При всем желании государям империи трудно было всем разом начинать переговоры, потому что они должны были требовать возвращения многих земель тем из них, кто лишился своих владений, а для этого Франции пришлось бы отказаться от линии Рейна. Но было очевидно, что при невозможности вести переговоры коллективно каждый государь прибегнет к посредничеству Пруссии, чтобы этим путем заключить сепаратный мир.
Итак, Республика начинала обезоруживать своих врагов и принуждать их к миру. Твердо держались продолжения войны лишь те, кто понесли большие потери и не надеялись вернуть путем переговоров то, что утратили с помощью оружия. В таком настроении должны были находиться государи левого берега, лишившиеся своих владений, – государи Австрии, потерявшей Нидерланды, и Пьемонта, вытесненного из Савойи и Ниццы. Те же, напротив, кто был настолько умен, что сохранил нейтралитет, каждый день всё больше радовались своему благоразумию и выгодам, доставшимся им вследствие такового. Швеция и Дания собирались отправить в Конвент посланников; Швейцария, сделавшая главным центром континентальной торговли, оставалась при своих мудрых намерениях и говорила французскому послу Бартелеми устами своего президента Окса следующие памятные слова: «Швейцарии нужна Франция, а Франции – Швейцария. Есть основания полагать, что без Гельветического союза остатки древних королевств – Лотарингского, Бургундского и Арльского – не были бы присоединены к французским владениям; и можно смело утверждать, что без могучих усилий и решительного вмешательства Франции другим державам удалось бы задушить свободу Гельвеции в колыбели».

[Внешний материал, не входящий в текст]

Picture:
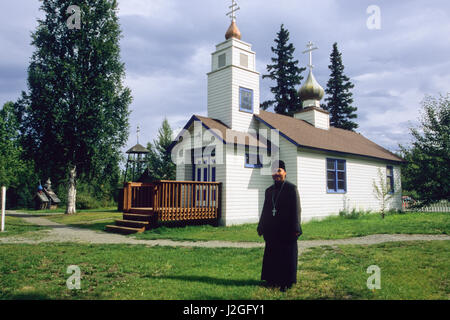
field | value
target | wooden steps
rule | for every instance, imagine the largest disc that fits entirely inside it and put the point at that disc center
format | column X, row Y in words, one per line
column 132, row 223
column 123, row 230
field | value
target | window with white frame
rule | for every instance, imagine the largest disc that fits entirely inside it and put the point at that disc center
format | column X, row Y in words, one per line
column 336, row 176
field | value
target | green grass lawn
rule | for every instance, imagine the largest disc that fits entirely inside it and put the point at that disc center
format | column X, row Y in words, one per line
column 15, row 226
column 91, row 219
column 330, row 228
column 409, row 270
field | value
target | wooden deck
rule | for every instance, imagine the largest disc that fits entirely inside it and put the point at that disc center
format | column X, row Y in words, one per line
column 168, row 201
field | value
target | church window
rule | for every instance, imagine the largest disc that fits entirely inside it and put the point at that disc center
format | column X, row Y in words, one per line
column 246, row 100
column 244, row 60
column 390, row 178
column 222, row 60
column 336, row 176
column 252, row 158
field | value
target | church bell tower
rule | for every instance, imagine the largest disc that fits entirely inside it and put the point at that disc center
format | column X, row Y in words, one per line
column 233, row 83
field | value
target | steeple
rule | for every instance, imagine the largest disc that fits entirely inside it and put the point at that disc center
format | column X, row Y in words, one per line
column 233, row 30
column 310, row 94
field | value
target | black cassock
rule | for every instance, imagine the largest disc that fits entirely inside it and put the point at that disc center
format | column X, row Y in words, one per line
column 281, row 252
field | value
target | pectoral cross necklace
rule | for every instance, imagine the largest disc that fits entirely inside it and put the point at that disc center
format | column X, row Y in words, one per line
column 274, row 202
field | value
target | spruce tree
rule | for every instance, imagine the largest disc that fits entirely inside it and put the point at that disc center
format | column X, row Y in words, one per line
column 74, row 117
column 339, row 97
column 286, row 73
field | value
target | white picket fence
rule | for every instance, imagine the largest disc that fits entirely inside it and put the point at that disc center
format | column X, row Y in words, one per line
column 441, row 206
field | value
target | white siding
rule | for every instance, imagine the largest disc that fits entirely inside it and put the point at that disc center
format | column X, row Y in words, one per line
column 243, row 190
column 219, row 95
column 316, row 118
column 242, row 120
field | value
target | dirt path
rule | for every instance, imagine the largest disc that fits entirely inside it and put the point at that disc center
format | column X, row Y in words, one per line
column 63, row 233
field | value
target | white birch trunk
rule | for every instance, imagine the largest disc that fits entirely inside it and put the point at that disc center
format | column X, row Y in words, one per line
column 72, row 192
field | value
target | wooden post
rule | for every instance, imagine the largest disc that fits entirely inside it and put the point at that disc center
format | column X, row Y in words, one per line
column 3, row 207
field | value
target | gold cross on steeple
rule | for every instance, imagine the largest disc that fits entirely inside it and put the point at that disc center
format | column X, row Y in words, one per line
column 310, row 49
column 233, row 8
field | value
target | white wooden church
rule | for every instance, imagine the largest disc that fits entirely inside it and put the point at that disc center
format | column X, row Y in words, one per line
column 334, row 169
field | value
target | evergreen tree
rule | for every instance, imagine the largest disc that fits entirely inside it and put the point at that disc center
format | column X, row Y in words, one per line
column 287, row 75
column 426, row 172
column 74, row 118
column 16, row 173
column 339, row 98
column 160, row 163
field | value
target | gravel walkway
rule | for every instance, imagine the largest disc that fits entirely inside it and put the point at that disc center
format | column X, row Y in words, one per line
column 63, row 233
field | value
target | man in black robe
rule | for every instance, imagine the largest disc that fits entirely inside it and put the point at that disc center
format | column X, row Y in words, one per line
column 280, row 225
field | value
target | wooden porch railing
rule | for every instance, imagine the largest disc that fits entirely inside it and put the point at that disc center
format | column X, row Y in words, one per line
column 174, row 200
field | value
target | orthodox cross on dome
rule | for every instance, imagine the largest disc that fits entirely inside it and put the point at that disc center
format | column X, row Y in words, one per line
column 233, row 8
column 310, row 49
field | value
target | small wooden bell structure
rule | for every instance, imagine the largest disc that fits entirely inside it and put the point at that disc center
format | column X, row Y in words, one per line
column 136, row 161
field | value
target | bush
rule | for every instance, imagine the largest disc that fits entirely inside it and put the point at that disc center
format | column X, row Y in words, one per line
column 352, row 214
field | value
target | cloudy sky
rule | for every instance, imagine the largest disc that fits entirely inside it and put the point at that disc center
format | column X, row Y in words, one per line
column 167, row 46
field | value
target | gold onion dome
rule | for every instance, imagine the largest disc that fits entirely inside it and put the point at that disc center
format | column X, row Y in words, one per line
column 233, row 32
column 311, row 89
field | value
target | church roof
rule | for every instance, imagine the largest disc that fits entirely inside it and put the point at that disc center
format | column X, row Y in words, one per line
column 138, row 149
column 303, row 134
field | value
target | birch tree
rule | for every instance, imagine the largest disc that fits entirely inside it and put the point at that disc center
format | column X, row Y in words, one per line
column 74, row 117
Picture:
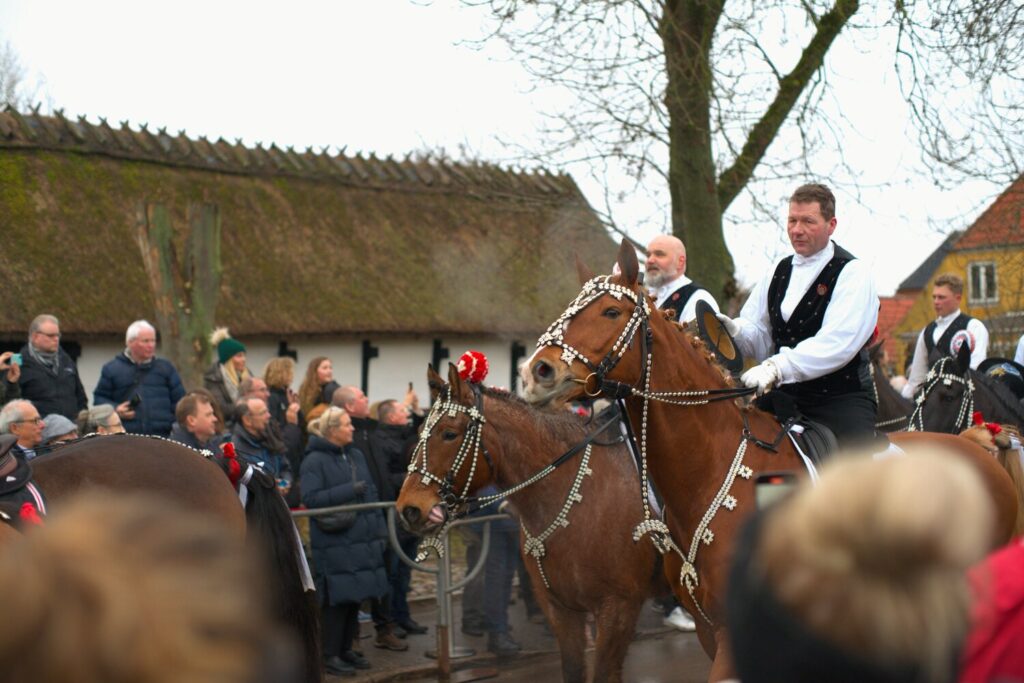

В самом деле, нейтралитет Швейцарии только что оказал большую услугу Франции и немало способствовал ее спасению. Эти мысли Оке дополнил другими, не менее возвышенными: «Со временем, может быть, потомство оценит то чувство врожденной справедливости, которое, заставив нас избегать всякого чужого влияния в выборе форм правления, воспрещало нам возводить самих себя в судьи тому способу правления, который был выбран нашими соседями. Отцы наши не порицали ни крупных вассалов германских государств за то, что они принизили императорскую власть, ни королевскую власть во Франции за то, что она притесняла своих вассалов. Они видели в Генеральных штатах представителей французской нации; потом видели, как Ришелье, а за ним и Мазарини захватили безграничную власть; потом как Людовик XIV один совместил в себе всю силу и власть нации, а парламенты от имени народа требовали доли этой власти. Но отцы наши в то же время никогда не имели дерзости возвысить свой голос, чтобы напомнить французскому правительству тот или другой период его истории. Они всегда желали счастья Франции, надеялись на ее объединение, находили для себя выгоды в целости ее территории».